The jokes
One day, the teacher asks a boy, "Why can't fish talk underwater?"
The kid says, "If I put your head underwater, will you be able to talk?"
Roses are red, That's a tin can, You have no home, So get in the van!
Who are the fastest readers in the world? New Yorkers. They went through 110 stories in under 10 seconds.
Why did the hedgehog cross the road?
To check in on his flat mate.
What part of a vegetable is the hardest to eat?
The wheelchair.
Why did the banana like the movie?
Because it was apeeling.
Did you hear about the dyslexic man who walked into a bra?
Why did the chicken cross the road?
'Cause he was on crack.
I went to the table to eat my egg, but I couldn't find it anywhere.
I think someone must've poached it.
Why did the elephant get kicked out of the public pool?
Because he kept on dropping his trunks! 🤣🤣🤣🤣
Cops go to the hood when the shooting range is closed.
What’s the easiest way to make a glow worm happy? Cut off its tail—it’ll be delighted!
What's the best thing about midgets??
They don't need to bend while giving blowjobs.
Suicide is never the answer.
Suicide is the question.
The answer is yes.
How many police officers does it take to screw in a light bulb?
None, they just beat the room for it being black.
What is the difference between an egg and you? An egg gets laid, and you don't.
How do you communicate to the dead?
Jump up and down on the ground and speak in Morse code!

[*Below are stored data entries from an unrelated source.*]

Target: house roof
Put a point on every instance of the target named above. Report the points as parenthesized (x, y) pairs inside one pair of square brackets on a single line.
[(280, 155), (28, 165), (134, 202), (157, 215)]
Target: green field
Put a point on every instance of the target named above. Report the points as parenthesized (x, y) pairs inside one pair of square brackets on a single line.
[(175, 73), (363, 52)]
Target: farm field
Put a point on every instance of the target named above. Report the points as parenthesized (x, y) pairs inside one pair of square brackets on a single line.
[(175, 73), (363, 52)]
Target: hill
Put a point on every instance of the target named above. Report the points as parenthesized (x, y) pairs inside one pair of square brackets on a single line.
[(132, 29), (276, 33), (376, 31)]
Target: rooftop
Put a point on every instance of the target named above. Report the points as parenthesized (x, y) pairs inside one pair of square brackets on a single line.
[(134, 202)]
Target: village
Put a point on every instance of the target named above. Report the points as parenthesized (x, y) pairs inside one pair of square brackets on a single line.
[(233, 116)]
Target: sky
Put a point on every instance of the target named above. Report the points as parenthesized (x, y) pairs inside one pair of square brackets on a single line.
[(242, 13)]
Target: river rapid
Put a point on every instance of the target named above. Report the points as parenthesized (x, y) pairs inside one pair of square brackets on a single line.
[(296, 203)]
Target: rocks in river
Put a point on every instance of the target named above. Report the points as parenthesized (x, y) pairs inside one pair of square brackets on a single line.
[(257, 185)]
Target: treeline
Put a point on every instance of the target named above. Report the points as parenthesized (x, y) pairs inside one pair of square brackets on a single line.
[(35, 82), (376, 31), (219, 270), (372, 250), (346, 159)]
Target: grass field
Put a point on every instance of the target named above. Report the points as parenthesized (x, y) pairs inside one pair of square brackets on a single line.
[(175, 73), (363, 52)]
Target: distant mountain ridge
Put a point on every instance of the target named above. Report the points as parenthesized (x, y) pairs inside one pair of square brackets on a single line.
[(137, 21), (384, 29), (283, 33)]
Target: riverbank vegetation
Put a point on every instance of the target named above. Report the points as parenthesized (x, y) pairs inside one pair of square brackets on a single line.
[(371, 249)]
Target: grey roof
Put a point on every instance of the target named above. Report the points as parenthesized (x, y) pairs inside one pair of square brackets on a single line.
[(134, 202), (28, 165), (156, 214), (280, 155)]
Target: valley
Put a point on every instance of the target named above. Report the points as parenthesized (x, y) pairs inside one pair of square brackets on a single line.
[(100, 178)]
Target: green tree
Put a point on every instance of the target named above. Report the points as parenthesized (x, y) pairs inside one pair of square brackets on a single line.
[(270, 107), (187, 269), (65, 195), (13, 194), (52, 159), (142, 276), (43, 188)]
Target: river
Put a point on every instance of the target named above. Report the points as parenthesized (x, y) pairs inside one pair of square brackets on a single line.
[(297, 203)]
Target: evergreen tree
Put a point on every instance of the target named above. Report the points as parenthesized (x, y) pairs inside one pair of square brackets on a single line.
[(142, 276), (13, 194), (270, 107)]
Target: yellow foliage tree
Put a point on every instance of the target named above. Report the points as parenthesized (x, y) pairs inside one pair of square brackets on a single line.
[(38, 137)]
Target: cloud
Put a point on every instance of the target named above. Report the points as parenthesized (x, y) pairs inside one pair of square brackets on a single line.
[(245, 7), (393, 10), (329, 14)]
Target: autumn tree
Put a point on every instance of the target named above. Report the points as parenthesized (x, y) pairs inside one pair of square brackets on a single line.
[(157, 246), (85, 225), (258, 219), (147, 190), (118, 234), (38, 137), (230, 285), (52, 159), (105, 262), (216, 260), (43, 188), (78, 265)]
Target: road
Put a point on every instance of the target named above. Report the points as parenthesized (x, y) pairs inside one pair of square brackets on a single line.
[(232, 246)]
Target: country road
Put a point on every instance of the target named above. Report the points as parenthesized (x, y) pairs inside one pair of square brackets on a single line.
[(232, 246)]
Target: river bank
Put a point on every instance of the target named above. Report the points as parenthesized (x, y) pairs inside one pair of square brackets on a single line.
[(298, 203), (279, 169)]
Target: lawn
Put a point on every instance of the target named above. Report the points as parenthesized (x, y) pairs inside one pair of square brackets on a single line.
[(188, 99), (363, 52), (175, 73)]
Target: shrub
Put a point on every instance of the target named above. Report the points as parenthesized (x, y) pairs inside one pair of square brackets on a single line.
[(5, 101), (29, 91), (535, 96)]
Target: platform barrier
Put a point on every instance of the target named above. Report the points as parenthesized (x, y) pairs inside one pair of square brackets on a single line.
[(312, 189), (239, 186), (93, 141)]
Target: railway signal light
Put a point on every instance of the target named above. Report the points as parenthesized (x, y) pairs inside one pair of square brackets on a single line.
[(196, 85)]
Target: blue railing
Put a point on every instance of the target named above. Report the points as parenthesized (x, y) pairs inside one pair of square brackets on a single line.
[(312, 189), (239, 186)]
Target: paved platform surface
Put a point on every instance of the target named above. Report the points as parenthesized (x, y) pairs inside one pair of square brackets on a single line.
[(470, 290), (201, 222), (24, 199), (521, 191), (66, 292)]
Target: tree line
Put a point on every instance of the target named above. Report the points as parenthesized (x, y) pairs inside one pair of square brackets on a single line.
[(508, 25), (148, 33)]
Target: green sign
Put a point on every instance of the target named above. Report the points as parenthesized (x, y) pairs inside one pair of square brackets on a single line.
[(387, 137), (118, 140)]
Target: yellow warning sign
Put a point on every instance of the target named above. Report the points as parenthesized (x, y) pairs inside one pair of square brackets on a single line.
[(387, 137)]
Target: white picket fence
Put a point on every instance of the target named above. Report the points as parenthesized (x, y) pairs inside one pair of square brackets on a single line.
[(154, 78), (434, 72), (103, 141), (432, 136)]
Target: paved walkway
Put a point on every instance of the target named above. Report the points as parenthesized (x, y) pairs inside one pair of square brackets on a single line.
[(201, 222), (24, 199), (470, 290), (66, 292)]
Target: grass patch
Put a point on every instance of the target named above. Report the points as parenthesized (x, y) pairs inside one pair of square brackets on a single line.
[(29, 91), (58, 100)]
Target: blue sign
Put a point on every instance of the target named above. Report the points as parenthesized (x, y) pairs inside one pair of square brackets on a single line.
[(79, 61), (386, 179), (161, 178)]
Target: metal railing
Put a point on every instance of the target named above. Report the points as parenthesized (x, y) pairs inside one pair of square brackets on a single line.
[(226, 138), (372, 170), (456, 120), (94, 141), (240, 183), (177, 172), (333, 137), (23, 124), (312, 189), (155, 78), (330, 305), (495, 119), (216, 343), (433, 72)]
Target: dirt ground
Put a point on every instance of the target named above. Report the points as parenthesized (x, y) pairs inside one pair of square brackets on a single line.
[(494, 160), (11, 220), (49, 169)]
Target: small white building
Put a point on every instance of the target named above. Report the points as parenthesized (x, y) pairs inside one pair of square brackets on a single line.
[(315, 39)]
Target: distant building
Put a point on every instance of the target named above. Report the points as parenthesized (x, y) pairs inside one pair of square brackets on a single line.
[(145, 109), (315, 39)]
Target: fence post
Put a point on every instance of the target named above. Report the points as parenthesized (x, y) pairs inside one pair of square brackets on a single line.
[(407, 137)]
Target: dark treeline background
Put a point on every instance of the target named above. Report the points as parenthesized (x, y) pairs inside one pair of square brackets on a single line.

What's the difference between an onion and a hooker?
I cry when I chop up onions.
Why did the fire not burn the kid? Because it had no lips.
A man books a session to see a therapist, as he claims he has a strong fear of the 15th, 9th and 3rd letters of the alphabet. So once the therapist, let's call him Frank, has jotted that down on his notebook, he says, "Oh, I see."